Actual limits of a SortedMap CDT

cdt
map

#1

Hi there.

We used to store very large sets of negative numbers in Large Lists, but due to a known bug we had to migrate to a new SortedMap CDT.

I made a testing tool that populated a SortedMap with over 100K items, validated the correctness of its output on rank operations and proceeded with converting our dataset residing in LLISTs to SortedMaps. After adding about 25M items to different SortedMap bins located in different records of the same set I started to see i/o timeout responses on put operations. So I made a new clear Aerospike installation and was able to reproduce the same issue that occurred after the same threshold of 25M items.

Is there any known limitation that I’ve hit or is it a bug?

Best regards, Gregory


#2

25M records? each record contains a map type bin? each map has how many key-value pairs? what map policy used?


#3

There is a single namespace with a set in it with plenty of records. On the first server I tried the set had plenty of records already (no CDT though), the second server that I got to try and reproduce the issue was a brand new Docker installation.
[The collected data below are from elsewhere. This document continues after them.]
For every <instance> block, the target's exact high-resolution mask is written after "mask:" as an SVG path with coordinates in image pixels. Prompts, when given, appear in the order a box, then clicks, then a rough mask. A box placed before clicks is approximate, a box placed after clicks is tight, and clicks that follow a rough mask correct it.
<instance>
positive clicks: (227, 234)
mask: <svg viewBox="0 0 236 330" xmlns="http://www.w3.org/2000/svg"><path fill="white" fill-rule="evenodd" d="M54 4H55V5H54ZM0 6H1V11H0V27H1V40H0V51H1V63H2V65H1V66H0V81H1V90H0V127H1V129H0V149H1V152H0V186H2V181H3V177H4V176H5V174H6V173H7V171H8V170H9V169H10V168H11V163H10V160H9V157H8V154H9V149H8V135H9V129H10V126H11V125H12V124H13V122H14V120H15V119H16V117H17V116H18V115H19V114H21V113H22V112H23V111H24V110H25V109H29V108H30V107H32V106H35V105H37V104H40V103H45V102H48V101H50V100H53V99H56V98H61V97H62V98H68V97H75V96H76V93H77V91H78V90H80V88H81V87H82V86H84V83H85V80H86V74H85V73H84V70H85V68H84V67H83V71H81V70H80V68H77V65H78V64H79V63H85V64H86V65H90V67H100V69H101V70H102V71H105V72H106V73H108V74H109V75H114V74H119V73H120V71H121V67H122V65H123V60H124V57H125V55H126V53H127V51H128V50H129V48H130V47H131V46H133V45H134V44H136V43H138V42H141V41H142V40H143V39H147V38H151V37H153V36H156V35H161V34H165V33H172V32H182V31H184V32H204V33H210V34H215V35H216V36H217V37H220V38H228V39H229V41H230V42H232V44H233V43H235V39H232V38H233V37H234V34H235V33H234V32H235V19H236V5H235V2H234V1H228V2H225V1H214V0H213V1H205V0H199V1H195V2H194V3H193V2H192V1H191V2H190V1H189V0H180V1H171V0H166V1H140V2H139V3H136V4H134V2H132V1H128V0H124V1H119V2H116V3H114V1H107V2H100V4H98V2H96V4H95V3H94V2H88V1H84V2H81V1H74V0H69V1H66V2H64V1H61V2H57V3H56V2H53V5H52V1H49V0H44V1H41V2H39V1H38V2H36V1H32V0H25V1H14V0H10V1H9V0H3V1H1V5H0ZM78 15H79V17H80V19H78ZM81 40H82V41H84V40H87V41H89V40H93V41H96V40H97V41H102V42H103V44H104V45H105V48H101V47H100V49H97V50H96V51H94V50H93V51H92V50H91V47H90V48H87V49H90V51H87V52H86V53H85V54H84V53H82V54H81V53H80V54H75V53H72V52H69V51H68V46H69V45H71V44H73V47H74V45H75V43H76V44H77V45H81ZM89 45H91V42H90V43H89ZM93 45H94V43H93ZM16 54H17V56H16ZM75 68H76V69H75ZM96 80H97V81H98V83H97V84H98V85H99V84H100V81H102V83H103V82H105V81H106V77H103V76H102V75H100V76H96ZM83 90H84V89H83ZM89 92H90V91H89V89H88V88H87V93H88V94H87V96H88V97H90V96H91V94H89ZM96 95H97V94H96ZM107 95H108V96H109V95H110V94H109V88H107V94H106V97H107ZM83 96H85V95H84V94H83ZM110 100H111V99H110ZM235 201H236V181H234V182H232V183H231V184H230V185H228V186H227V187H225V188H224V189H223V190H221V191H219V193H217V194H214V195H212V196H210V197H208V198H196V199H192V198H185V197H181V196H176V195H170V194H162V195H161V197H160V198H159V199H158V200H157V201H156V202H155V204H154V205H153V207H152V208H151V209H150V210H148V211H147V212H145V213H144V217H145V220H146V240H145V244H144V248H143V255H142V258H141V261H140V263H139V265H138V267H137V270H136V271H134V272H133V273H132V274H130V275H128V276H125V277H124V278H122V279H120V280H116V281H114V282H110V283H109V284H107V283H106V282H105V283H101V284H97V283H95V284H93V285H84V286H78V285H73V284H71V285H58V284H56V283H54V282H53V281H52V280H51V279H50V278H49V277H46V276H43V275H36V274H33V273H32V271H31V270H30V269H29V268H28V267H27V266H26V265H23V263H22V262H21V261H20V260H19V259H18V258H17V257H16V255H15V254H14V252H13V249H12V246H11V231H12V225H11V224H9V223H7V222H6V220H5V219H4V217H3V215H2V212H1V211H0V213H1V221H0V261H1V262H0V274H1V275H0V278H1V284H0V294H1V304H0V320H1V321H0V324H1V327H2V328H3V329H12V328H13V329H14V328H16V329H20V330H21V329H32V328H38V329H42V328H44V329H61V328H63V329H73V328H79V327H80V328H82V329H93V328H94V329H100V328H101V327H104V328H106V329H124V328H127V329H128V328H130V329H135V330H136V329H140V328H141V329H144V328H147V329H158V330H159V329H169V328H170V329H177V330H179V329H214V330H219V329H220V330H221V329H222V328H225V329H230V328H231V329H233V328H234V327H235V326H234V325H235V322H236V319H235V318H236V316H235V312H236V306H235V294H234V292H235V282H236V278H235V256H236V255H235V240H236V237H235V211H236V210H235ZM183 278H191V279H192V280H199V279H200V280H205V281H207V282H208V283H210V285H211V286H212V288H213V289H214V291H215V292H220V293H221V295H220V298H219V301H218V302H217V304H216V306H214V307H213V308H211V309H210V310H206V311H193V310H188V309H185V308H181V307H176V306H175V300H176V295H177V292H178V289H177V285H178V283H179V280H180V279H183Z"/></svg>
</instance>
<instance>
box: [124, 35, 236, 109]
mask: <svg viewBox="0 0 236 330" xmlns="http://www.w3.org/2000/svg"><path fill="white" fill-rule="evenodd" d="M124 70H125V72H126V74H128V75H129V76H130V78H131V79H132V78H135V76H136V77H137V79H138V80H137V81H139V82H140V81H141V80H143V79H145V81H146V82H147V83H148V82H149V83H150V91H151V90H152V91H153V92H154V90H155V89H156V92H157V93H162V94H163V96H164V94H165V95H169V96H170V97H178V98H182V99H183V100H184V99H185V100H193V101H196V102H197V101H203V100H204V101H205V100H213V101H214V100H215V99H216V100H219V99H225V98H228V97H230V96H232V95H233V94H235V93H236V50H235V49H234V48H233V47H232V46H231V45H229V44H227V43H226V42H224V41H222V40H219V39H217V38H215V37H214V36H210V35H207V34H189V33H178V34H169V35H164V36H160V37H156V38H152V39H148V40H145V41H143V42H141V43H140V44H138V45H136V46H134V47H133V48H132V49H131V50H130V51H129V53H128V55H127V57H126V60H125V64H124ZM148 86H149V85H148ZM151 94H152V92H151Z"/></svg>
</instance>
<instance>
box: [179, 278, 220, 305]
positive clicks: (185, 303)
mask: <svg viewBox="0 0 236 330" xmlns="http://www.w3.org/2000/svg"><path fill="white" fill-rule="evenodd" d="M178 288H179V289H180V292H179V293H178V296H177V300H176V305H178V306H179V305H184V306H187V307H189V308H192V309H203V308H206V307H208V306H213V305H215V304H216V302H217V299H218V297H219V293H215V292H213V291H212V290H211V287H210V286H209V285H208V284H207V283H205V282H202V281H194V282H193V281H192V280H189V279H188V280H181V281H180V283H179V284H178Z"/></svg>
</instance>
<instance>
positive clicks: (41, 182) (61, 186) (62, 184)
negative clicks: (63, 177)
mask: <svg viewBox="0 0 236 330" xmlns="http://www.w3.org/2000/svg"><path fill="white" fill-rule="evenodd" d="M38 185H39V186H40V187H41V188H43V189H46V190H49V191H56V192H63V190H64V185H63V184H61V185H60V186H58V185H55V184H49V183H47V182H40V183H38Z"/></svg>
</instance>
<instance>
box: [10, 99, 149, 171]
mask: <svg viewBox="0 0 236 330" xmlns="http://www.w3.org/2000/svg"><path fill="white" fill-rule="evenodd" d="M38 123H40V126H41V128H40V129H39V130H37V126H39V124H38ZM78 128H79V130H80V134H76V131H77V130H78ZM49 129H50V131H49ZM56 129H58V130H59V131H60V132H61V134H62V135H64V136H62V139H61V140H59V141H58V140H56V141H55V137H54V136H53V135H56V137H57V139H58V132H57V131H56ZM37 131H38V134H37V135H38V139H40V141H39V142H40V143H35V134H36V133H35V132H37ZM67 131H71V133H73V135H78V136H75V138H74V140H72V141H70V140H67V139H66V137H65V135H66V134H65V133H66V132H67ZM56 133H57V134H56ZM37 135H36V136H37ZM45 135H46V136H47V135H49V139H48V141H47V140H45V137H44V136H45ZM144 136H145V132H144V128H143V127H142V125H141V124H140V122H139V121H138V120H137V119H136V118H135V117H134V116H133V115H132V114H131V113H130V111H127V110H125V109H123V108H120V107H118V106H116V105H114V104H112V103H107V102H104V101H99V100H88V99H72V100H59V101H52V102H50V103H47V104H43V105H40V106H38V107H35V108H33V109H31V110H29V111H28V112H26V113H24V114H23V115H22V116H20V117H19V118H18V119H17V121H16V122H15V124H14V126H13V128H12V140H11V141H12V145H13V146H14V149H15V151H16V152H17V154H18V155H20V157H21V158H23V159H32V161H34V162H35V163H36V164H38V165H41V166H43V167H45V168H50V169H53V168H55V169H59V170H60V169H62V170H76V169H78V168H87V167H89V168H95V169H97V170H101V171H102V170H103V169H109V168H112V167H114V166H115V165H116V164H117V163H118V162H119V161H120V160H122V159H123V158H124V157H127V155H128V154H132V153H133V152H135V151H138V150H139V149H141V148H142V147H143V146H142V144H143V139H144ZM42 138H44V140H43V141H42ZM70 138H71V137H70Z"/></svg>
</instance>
I store one map per record due to record size limitations, the map is stored in the same bin name every time. Max number of items (key-value pairs) in a map is limited to 100K (to avoid hitting the record limit of ~176K) but this limit was never reached during the test. 25M items were added to maps located in different records in this set (3.3M records were created during the second test on a clean installation).

Map policy: key ordered, write mode is update.

Keys in maps are negative 64-bit integers, values are nil


#4

single node cluster? what is RAM and disk size? namespace config? storage engine memory or disk or both? are you running out of capacity? write-block-size 1MB?


#5

Yes, single node. RAM usage is at 650MB, slightly increases when I try adding more values to a map. Disk usage is at 176MB. CPU is at 100% load when new items are added, but that’s expected.

Namespace config (mostly defaults):

namespace test {
	replication-factor 2
	memory-size 1G
	default-ttl 14d
	ldt-enabled true

	storage-engine device {
		file /opt/aerospike/data/api.dat
		filesize 4G
		data-in-memory true # Store data in memory in addition to file.
	}
}

write-block-size is default (1MB)


#6

Can you post output of:

$grep thr_nsup /var/log/aerospike/aeropsike.log  

– i am suspecting you are hitting RAM high water mark and evicting records.


#7

I did some more debugging on the issue and it turned out that I was wrong about the cause of these timeouts initially. It’s not about the total number of key-value pairs in all the maps, but rather related to a single map population. Sorry about all the confusion.

When a map is already big and you try to add more items to it than it could actually fit, the add_items operation fail with a timeout error instead of a more specific error.

It’s extremely easy to reproduce: create a record with a map bin, use add_items to add 100K items to it, then try adding another 100K items.